China is issuing its first university degree program in all things matrimony, and its curriculum includes wedding planning, matchmaking services and marriage counseling.

The Beijing-based Vocational University of Civil Affairs is offering a four-year program in marriage services and management, which aims to teach students how to engage with “the entire cycle of marriage and family,” said the dean of the university’s School of Wedding Culture and Media Arts, Yu Xiaohui.

“It starts from before [a couple] starts a family — from marriage matchmaking, to premarital counseling, marriage registration, wedding services, and then extending down to counseling before divorce,” Yu told local media according to a Baidu translation, adding that there is currently a talent demand gap for highly trained professionals in the marriage services market.

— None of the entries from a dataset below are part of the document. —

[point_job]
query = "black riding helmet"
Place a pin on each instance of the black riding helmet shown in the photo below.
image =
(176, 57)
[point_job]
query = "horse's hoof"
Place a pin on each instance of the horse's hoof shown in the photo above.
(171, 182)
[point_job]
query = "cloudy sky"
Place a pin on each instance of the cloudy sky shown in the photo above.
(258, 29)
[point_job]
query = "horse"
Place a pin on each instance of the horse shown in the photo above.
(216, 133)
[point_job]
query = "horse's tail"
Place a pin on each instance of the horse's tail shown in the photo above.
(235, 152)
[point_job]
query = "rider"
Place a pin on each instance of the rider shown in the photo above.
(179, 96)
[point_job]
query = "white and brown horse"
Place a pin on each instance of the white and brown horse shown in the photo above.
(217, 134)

Modules in the course include sociology, wedding venue design, family ethics, the economics of the marriage industry and family policies. Students will also have the chance to intern at agencies that specialize in weddings, matchmaking, marriage registration and counseling.

The program, which begins enrolling students this September, will recruit 70 undergraduates across 12 provinces in 2024, vice president of the university Zhao Honggang told local media

New marriages in China surged 12.4% in 2023 from the previous year, ending a nine-year streak of declines. However, more than half of the population between ages 25 to 29 remains unmarried, and late marriages have become more common in recent years.

Funeral management curriculum

The Vocational University of Civil Affairs is a newly established institution under China’s Ministry of Civil Affairs. Aside from its marriage management program, the school also offers degrees in smart health-care management, social work, rehabilitation assistive device technology and funeral management.

The Modern Funeral Management curriculum, which is also the country’s first undergraduate major in this field, aims to equip students with a variety of skills such as body embalming and preservation, palliative care and grief consolation, as well as body cremation and funeral equipment maintenance.

China is rapidly aging as a result of longer life expectancy and its “ultra-low” fertility rate. The number of births has declined in spite of the government’s efforts in the past decade to lift restrictions that had limited households to one child each.

The country has one of the fastest-growing aging populations in the world — the country’s total population dropped by more than 2 million people to 1.41 billion in 2023 from the previous year.